Surprise, no browns to be found anywhere....


----------



## Adam Peterson (Mar 20, 2006)

just got home! Decided not to take the boat tonight instead took the tube, fish one of my favorite spots down from parm. Guy I was fishing with got a 24" right at dark, I endend up with a 16/17" and a 21" brown. Very light spinner fall at dark, fish seemed to feed right at dark and lasted for maybe 20/30 mins. 16/17 was on a ISO spinner, and the 21" was on a hex cripple I tied up today, 24" was on a hex spinner. Air temp was 49 degrees when I left the park. Might try and make it over again tomorrow making it the 5th night in a row since it will be a zoo this weekend.


----------



## Sala (May 15, 2008)

Nice fish! Hit it on Saturday near Lovells--the faster water screwed me


----------



## KalvinKlein (Jun 20, 2008)

I'm going up this weekend. We have a place right after McMasters bridge so I usually just fish right there. Any pointers from anyone before I go up thursday night.


----------



## Adam Peterson (Mar 20, 2006)

just got home, fished until 2:30 and it was a decent night, thought it might have been better with the warmer temps and light winds. Got on the river at 9:50. Few bugs hitting the water. Got a nice 18" brown on my first cast with my hex cripple. Thats been my go to fly rlthe past few nights. Went around the next bend and my buddy got a decent brown prolly 15/16". Floated down 20 mins or so and hooked a hog. Got it to come up to the surface rolled once and gone! It was bigger than the 24" fish we caught last night. That was it for the night. Spinners and duns on the water around 11 so I thought it might last a little longer tonight but it didnt. Temp when I pulled out of rainbow was 64 compared to 40's last night. There were a few fish crusing around in the pond but they weren't staying in any one area for to long. Unless something special happens the hex's are winding down from whirlpool to the pond. This has been just a horrible hex season so far bug wise. Had one blanket hatch last Tuesday I beleive and thats it. Good luck fishing this weekend guys, might make it back Sunday night, well have to see what the weather is like and how hung over I am. Take care and tight lines to all. Oh water levels are still on the way down, parm. was at 963 tonight!


----------



## bigfish44 (May 18, 2007)

So, from what you guys have seen, do you expect there to be some kind of hex hatch to still be going on this weekend between Mckinely and the 4001 bridge, pending weather of course?

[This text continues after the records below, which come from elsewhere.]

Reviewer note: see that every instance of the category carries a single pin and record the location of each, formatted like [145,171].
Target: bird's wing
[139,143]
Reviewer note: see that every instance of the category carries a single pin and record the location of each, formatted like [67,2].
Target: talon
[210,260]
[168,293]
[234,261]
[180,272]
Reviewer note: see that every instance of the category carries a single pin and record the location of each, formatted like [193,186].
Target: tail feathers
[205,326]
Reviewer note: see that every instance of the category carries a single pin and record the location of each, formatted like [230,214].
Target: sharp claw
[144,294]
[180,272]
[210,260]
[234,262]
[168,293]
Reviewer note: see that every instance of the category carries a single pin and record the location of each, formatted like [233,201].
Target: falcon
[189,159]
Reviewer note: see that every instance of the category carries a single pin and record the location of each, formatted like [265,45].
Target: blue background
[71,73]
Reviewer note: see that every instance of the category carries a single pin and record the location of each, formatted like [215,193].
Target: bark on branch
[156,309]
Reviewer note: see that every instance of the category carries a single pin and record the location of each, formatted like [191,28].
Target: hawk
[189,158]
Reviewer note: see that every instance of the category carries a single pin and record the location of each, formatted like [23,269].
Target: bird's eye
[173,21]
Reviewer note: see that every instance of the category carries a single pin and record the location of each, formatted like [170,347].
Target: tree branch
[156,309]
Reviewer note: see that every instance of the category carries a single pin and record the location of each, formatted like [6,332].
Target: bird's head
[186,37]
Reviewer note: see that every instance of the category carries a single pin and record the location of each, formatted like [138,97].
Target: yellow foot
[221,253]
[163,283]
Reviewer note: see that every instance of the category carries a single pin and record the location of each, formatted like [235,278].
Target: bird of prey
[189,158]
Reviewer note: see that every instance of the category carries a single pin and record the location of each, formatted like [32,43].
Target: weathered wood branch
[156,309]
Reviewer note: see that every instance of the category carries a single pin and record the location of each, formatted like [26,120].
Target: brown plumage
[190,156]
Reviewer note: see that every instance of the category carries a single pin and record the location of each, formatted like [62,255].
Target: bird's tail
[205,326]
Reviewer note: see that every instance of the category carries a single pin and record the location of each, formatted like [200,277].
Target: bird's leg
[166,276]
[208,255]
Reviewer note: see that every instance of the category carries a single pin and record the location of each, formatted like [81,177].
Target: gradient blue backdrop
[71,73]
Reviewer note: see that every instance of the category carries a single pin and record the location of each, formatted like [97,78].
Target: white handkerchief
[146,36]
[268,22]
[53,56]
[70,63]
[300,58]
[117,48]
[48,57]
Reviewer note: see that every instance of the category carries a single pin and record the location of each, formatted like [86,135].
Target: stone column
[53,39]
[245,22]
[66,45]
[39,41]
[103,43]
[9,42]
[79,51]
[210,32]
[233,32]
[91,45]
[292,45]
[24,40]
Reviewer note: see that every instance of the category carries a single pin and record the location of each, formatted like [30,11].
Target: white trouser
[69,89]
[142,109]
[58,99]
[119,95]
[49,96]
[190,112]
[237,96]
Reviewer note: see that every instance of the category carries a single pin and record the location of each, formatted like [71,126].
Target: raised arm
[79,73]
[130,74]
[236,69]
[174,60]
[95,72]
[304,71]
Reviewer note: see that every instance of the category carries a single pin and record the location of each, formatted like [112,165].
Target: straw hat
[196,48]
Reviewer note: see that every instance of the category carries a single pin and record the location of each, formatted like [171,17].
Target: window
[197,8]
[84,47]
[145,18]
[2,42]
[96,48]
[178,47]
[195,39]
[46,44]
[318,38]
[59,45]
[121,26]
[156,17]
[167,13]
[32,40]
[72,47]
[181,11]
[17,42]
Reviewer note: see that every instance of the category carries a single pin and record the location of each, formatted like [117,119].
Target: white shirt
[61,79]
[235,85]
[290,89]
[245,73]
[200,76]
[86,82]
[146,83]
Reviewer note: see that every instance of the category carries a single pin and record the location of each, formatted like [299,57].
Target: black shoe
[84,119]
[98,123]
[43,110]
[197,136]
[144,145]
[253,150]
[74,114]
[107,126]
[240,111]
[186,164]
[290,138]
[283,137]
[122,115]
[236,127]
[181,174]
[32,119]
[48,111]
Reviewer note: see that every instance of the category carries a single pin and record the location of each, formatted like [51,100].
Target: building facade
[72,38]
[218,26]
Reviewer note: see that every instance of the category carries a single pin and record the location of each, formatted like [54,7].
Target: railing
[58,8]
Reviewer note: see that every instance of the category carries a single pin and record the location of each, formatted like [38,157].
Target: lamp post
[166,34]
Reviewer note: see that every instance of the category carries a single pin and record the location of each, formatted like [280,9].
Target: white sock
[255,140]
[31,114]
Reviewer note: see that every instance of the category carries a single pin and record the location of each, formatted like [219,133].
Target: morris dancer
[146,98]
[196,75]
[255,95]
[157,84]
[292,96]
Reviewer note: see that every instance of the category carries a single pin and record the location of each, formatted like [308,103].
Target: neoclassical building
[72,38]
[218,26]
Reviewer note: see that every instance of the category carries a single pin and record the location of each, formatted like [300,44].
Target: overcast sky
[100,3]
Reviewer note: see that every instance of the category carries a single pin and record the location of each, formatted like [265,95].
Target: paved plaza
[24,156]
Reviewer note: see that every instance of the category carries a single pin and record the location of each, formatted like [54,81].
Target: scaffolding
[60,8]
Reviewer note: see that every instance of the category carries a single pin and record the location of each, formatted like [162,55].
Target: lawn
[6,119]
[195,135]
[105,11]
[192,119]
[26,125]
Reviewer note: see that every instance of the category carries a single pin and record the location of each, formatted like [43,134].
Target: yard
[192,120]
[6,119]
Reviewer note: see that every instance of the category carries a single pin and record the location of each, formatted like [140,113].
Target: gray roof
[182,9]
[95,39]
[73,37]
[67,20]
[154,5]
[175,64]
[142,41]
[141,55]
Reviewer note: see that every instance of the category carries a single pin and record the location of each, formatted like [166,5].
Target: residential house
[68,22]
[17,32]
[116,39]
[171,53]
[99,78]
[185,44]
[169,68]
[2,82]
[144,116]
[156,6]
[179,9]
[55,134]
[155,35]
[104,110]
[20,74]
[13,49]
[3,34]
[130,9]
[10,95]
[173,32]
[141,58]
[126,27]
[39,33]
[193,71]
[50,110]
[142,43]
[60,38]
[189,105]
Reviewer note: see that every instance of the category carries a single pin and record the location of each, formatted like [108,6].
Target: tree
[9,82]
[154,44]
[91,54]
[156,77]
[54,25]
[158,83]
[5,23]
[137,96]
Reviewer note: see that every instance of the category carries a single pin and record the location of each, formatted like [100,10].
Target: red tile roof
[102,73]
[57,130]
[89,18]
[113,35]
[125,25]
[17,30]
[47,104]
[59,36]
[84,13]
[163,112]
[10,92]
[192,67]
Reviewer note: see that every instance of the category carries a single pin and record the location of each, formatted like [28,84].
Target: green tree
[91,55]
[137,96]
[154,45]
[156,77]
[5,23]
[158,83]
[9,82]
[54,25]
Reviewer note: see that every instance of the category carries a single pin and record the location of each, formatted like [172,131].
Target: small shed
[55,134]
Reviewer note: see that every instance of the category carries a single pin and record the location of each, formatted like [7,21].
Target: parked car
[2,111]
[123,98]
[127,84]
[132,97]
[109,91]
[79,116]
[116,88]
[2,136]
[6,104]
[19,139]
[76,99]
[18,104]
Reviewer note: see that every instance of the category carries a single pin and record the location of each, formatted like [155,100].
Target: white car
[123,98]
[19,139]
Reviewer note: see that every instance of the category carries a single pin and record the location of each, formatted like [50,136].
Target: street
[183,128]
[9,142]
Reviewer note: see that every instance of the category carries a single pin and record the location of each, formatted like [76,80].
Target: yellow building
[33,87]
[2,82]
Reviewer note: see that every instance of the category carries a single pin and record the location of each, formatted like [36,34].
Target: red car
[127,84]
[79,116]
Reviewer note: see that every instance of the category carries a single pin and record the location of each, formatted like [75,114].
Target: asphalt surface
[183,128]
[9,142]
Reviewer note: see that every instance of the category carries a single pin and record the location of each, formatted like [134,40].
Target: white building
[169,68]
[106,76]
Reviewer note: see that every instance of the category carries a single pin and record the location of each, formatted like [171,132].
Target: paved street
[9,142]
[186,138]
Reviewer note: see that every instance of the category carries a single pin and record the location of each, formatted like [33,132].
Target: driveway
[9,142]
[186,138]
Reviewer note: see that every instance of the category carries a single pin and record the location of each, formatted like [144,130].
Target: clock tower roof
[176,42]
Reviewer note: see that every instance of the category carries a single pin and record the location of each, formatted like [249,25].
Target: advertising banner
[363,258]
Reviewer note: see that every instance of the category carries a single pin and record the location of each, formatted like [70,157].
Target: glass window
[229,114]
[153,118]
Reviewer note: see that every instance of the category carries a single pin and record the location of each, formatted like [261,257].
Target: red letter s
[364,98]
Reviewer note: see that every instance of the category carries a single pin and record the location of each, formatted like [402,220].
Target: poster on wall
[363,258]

If not, I assume the upper Au Sable (McMasters Bridge to Mio), should. 
If I have to go over there, where is there good access for the upper Au Sable, I have never fished above Mio?

Does anyone know where I could find a good access map for the Au Sable above Mio?

Bigfish


----------



## KalvinKlein (Jun 20, 2008)

Just got back from grayling, and I didn't do too bad. Caught a couple brown...nothing to brag about. Almost got carried away by the masiqutos though.


----------



## WALLEYE JUNKIE (Jul 12, 2008)

On my way up there tomorrow for 10 days. Anyone one still doing any good on browns or bows any info would be great! Thanks.


----------



## Shupac (Apr 17, 2005)

Headin' up too...but only for the weekend. But I'm psyched...first time on the water for over a month!


----------